Silvio en el Carnegie Hall
Gonzalo Sánchez-Terán
La emoción pisó nubes con Cita con ángeles: titula uno de los últimos discos de Silvio, de 2003, y mucha gente no la conocía. La letra cuenta la desesperación de los ángeles al no poder proteger a la humanidad de tanta violencia. Sus estrofas recorren crímenes horrendos: Giordano Bruno, Martí, Lorca, Hiroshima, Martin Luther King. La canción termina el 11 de septiembre en dos ciudades distintas, Santiago de Chile y Nueva York: ‘Septiembre aúlla todavía su doble saldo escalofriante, todo sucede el mismo día gracias a un odio semejante, y el mismo ángel que allá en Chile vio bombardear al presidente, ve las dos torres con sus miles cayendo inolvidablemente’. Había algo significativo en escuchar a ‘el enemigo’ alzar su plegaria profana por quienes murieron a unos cientos de metros de donde nos hallábamos. Algunos de los que me rodeaban vivían en Nueva York en 2001: estaban llorando al acabar la canción.
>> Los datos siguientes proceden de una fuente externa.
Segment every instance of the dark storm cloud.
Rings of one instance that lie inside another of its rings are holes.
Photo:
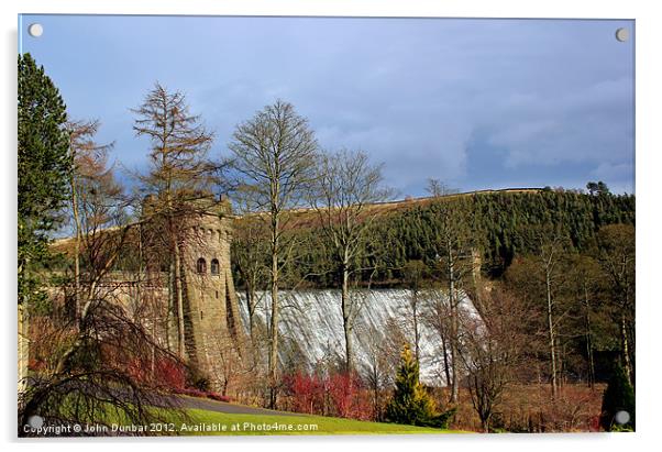
[[[60,42],[35,48],[37,59],[78,115],[108,125],[118,158],[135,165],[145,143],[131,136],[126,108],[158,79],[188,93],[220,152],[239,121],[282,98],[324,147],[384,162],[402,195],[421,195],[427,177],[465,189],[603,178],[633,190],[632,44],[614,38],[629,22],[52,16],[46,27],[51,21]],[[91,53],[78,57],[92,64],[60,67],[68,41],[85,33]]]

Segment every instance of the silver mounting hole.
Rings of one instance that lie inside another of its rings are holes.
[[[27,33],[30,33],[32,37],[40,37],[42,34],[44,34],[44,27],[41,23],[32,23],[27,27]]]
[[[628,29],[618,29],[616,31],[616,40],[617,41],[625,43],[629,38],[630,38],[630,32],[628,31]]]

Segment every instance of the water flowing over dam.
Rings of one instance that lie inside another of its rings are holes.
[[[249,311],[245,294],[239,293],[240,312],[243,324],[249,326]],[[267,322],[271,310],[271,294],[258,293],[256,309],[258,323]],[[377,289],[357,291],[352,295],[360,308],[356,313],[352,337],[356,367],[367,368],[377,354],[388,346],[387,338],[404,338],[413,344],[412,295],[407,289]],[[421,381],[435,386],[445,385],[443,378],[443,352],[439,333],[423,317],[429,317],[426,302],[418,304],[419,346]],[[345,355],[345,339],[341,312],[341,293],[332,289],[283,290],[280,306],[280,360],[295,361],[309,370],[326,359]],[[428,305],[429,306],[429,305]],[[463,298],[460,309],[475,315],[467,298]],[[390,348],[399,346],[390,343]],[[411,345],[413,349],[413,345]],[[393,353],[394,350],[389,350]],[[395,351],[398,353],[398,351]]]

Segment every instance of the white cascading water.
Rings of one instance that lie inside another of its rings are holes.
[[[245,295],[239,295],[239,304],[243,324],[249,324],[249,311]],[[271,294],[258,293],[260,305],[256,310],[260,322],[265,324],[267,310],[271,307]],[[356,295],[354,295],[356,297]],[[409,343],[412,343],[411,291],[407,289],[377,289],[361,291],[361,308],[356,315],[354,338],[354,356],[357,367],[365,366],[374,353],[374,344],[384,340],[394,319],[400,326]],[[308,368],[329,356],[344,356],[344,330],[341,313],[341,293],[331,289],[311,289],[280,293],[279,333],[283,345],[280,359],[287,354],[295,356],[300,365]],[[467,298],[460,304],[461,309],[475,315],[475,309]],[[426,322],[419,321],[420,332],[420,375],[429,385],[442,386],[445,382],[441,359],[441,340],[439,333]],[[378,337],[375,337],[378,335]]]

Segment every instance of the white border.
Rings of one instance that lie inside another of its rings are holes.
[[[609,451],[622,451],[624,448],[652,447],[658,440],[657,431],[660,412],[660,384],[662,375],[659,363],[659,337],[653,332],[659,329],[662,304],[658,299],[659,285],[654,277],[660,273],[659,260],[662,251],[660,234],[655,233],[657,221],[660,220],[657,206],[660,205],[660,88],[662,70],[659,45],[662,43],[662,16],[653,8],[654,1],[526,1],[526,0],[232,0],[205,1],[190,0],[163,4],[150,0],[109,1],[109,0],[22,0],[8,4],[2,1],[2,102],[0,108],[0,126],[2,126],[2,146],[0,168],[3,175],[0,187],[2,196],[2,243],[5,250],[0,261],[2,267],[1,349],[7,359],[2,371],[2,439],[26,449],[55,448],[89,450],[90,441],[49,441],[18,444],[15,432],[15,90],[16,90],[16,15],[22,13],[121,13],[121,14],[219,14],[219,15],[379,15],[379,16],[488,16],[488,18],[582,18],[582,19],[635,19],[637,21],[637,238],[638,268],[637,285],[639,294],[638,312],[638,383],[637,383],[637,428],[635,434],[619,436],[446,436],[435,439],[413,437],[394,438],[223,438],[223,439],[167,439],[159,440],[158,448],[180,450],[202,445],[218,448],[256,447],[271,450],[338,450],[347,447],[364,447],[390,450],[426,448],[450,450],[530,450],[555,451],[560,448],[587,448]],[[11,250],[11,252],[9,252]],[[658,276],[659,277],[659,276]],[[154,441],[154,440],[151,440]],[[125,447],[154,447],[145,444],[145,440],[104,440],[95,441],[93,448],[114,450]],[[144,445],[143,445],[144,444]],[[652,449],[652,448],[651,448]]]

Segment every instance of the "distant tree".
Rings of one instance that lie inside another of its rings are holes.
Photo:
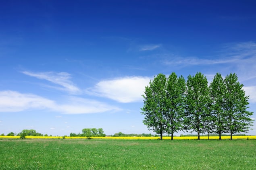
[[[95,128],[92,128],[91,129],[92,131],[92,136],[97,136],[98,135],[98,130]]]
[[[168,133],[173,140],[173,133],[182,129],[183,117],[185,113],[185,80],[182,77],[177,78],[173,72],[169,76],[167,86],[167,111],[164,117],[169,127]]]
[[[12,132],[11,132],[7,134],[7,135],[6,135],[6,136],[14,136],[14,135],[15,135],[15,134]]]
[[[89,128],[85,128],[82,129],[82,131],[83,131],[83,133],[84,133],[85,136],[87,137],[87,138],[88,139],[91,139],[91,137],[92,135],[92,131],[91,129]]]
[[[19,135],[20,138],[21,139],[25,139],[26,138],[26,136],[27,135],[27,134],[25,133],[22,133]]]
[[[210,84],[210,95],[212,100],[211,110],[214,124],[213,133],[219,135],[221,140],[221,134],[226,132],[227,119],[224,108],[225,95],[227,88],[221,75],[217,73]]]
[[[208,83],[206,77],[200,72],[187,77],[184,127],[187,131],[196,132],[198,140],[200,140],[200,134],[206,131],[206,121],[209,119]]]
[[[104,131],[102,128],[99,128],[98,129],[98,135],[100,137],[106,136],[106,134],[104,134]]]
[[[149,82],[149,86],[145,88],[144,106],[141,109],[142,113],[145,115],[143,123],[149,130],[160,134],[162,139],[163,133],[168,132],[167,121],[164,116],[167,110],[167,78],[160,74]]]
[[[77,135],[75,134],[75,133],[71,133],[69,135],[69,136],[70,136],[71,137],[76,137],[76,136],[77,136]]]
[[[18,136],[20,136],[21,134],[23,133],[25,133],[27,134],[27,136],[43,136],[44,135],[42,133],[37,133],[36,131],[34,129],[23,129],[21,132],[18,134]]]
[[[231,73],[226,76],[224,82],[227,91],[225,95],[224,108],[227,114],[226,128],[230,133],[230,140],[235,133],[248,132],[252,125],[250,118],[253,113],[247,111],[249,96],[245,96],[244,85],[238,82],[237,76]]]

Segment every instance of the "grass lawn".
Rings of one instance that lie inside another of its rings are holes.
[[[2,170],[254,170],[256,140],[0,139]]]

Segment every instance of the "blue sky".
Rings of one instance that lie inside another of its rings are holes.
[[[235,73],[256,112],[256,8],[253,0],[2,2],[0,133],[152,133],[141,95],[154,76],[172,72],[200,72],[209,82]],[[248,134],[256,135],[254,124]]]

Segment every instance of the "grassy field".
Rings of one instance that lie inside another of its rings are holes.
[[[0,139],[3,170],[256,169],[256,140]]]

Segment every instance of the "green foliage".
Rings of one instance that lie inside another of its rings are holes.
[[[210,108],[212,114],[212,121],[214,125],[213,133],[219,135],[221,139],[221,134],[227,132],[227,127],[226,113],[225,111],[225,95],[227,88],[221,75],[217,73],[210,84],[210,95],[212,100]]]
[[[114,133],[114,135],[112,136],[114,136],[116,137],[131,137],[131,136],[142,136],[142,137],[150,137],[151,136],[153,136],[151,133],[142,133],[142,134],[136,134],[136,133],[129,133],[129,134],[125,134],[121,132],[117,133]]]
[[[11,132],[8,133],[6,136],[15,136],[15,134],[13,132]]]
[[[249,104],[248,96],[245,96],[243,85],[238,82],[235,74],[226,76],[224,82],[227,91],[224,96],[224,109],[226,115],[226,127],[230,133],[230,139],[235,133],[248,132],[252,125],[250,116],[253,113],[246,110]]]
[[[143,122],[160,139],[164,133],[173,137],[181,130],[196,132],[198,139],[205,133],[217,133],[221,139],[222,134],[229,132],[232,139],[233,134],[248,132],[252,125],[253,113],[246,110],[249,96],[245,94],[235,74],[223,80],[217,73],[209,86],[200,72],[189,75],[186,83],[174,72],[168,79],[160,74],[145,87]]]
[[[0,167],[6,170],[253,170],[256,160],[252,148],[256,147],[256,140],[0,140]]]
[[[44,135],[42,133],[37,133],[36,131],[34,129],[23,129],[21,132],[18,133],[18,136],[20,136],[23,133],[27,134],[27,136],[44,136]]]
[[[88,139],[91,139],[92,137],[104,137],[106,134],[103,133],[104,131],[102,128],[97,129],[94,128],[85,128],[82,129],[83,133],[80,134],[75,134],[75,133],[71,133],[70,136],[86,136]]]
[[[26,138],[26,136],[27,136],[27,134],[26,133],[21,133],[19,135],[20,136],[21,139],[25,139]]]
[[[91,129],[89,128],[85,128],[82,129],[83,133],[84,133],[85,136],[87,137],[87,139],[91,139],[91,137],[92,135],[92,132]]]
[[[200,72],[187,77],[184,127],[187,131],[197,132],[198,139],[200,133],[208,130],[210,122],[208,84],[206,77]]]
[[[163,74],[158,74],[145,88],[144,106],[142,113],[145,115],[143,122],[149,130],[160,134],[162,139],[163,133],[168,132],[167,121],[165,119],[167,110],[167,78]]]
[[[183,129],[183,117],[185,113],[185,80],[181,76],[179,78],[174,72],[169,76],[166,87],[167,111],[164,113],[167,121],[168,133],[173,140],[173,133]]]

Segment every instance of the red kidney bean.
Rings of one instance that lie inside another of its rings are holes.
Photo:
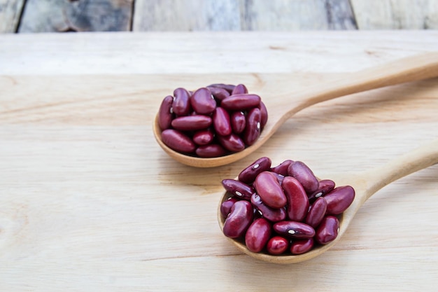
[[[224,235],[230,238],[243,235],[253,222],[253,216],[251,203],[245,200],[236,202],[224,222]]]
[[[327,211],[328,215],[337,215],[345,210],[354,200],[355,191],[350,186],[338,186],[324,196],[327,201]]]
[[[315,235],[313,228],[302,222],[280,221],[274,223],[273,227],[279,235],[291,238],[310,238]]]
[[[158,110],[158,126],[161,130],[169,129],[172,121],[172,103],[174,97],[170,95],[164,97]]]
[[[235,179],[224,179],[222,181],[222,186],[232,194],[248,201],[251,199],[251,195],[255,192],[254,188],[252,186]]]
[[[301,161],[294,161],[289,165],[288,173],[302,184],[306,193],[311,194],[319,187],[319,181],[310,168]]]
[[[283,179],[281,187],[288,200],[286,210],[289,220],[302,221],[309,211],[309,199],[299,181],[292,176]]]
[[[227,216],[231,211],[231,208],[233,207],[236,202],[237,202],[237,199],[232,197],[229,197],[226,200],[223,201],[222,204],[220,204],[220,214],[223,218],[227,218]]]
[[[213,125],[218,134],[227,136],[231,134],[229,114],[221,107],[217,107],[213,112]]]
[[[234,111],[231,114],[231,128],[235,134],[240,134],[245,130],[246,117],[243,111]]]
[[[262,172],[257,176],[253,184],[262,201],[272,208],[285,206],[286,196],[276,176],[269,172]]]
[[[227,111],[243,111],[258,106],[260,97],[253,94],[230,95],[220,103],[220,106]]]
[[[315,240],[320,244],[327,244],[338,236],[339,221],[334,216],[326,216],[316,230]]]
[[[306,253],[312,249],[313,242],[313,238],[294,240],[290,244],[290,253],[295,255]]]
[[[192,108],[197,113],[208,115],[216,107],[216,101],[208,88],[201,88],[193,92],[190,98]]]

Una señora chilena que tenía detrás también lloraba: no sé si Santiago era su casa en 1973.
Silvio, hacia el final, nos zarandeó el ánima con dos versiones hipnóticas de Óleo de una mujer con sombrero y Quién fuera. Javi Marticorena me enseñó a tocar Quién fuera en Bujumbura y una niña rubia me mostró los acordes de Óleo de una mujer con sombrero en París, hace quince años. Somos las canciones que algún día cantamos y escuchamos, y las personas con quienes las compartimos: por eso es esencial elegir bien los sonidos de la caravana, porque el silencio acecha. Más luego los músicos se retiraron y el compositor quedó a solas con su guitarra. Primero cantó Te doy una canción y después Unicornio, y los rostros, las calles, el vino, las conversaciones y los besos concurrieron desescombrando la memoria; pero lo que es más importante, el amor y el sueño, a través de la voz de Silvio, nos volvieron a convocar desde el mañana. El poema no levanta tumbas, alumbra paritorios. Emergimos del concierto prefiriendo y profiriendo amanecer.
Era noche cerrada cuando salimos del Carnegie Hall como teselas encendidas por la belleza. No quedaban policías en la puerta, la ciudad arbolada de rascacielos pedaleaba en sus engranajes y millones de habitantes se apresuraban hacia su deshora. Para sorpresa de los agoreros de Miami, ni el concierto había legitimado la abyecta soledad del régimen castrista ni Silvio Rodríguez había envenenado con su mensaje la costa este de la nación: mientras caminaba hacia Times Square creí percibir que la Revolución Comunista en Nueva York no era inminente. Nada había cambiado. Bueno, algunas cosas sí: Estados Unidos aquella noche era un país un milímetro más digno, más capaz de actuar de acuerdo con sus principios; Fidel Castro estaba una jornada más cerca de la muerte, lo cual siempre es una buena noticia; y unos cuantos cientos de seres humanos, la mente aún engastada de hermosas canciones, éramos más ricos de sentimiento y poesía, esto es, más humanos.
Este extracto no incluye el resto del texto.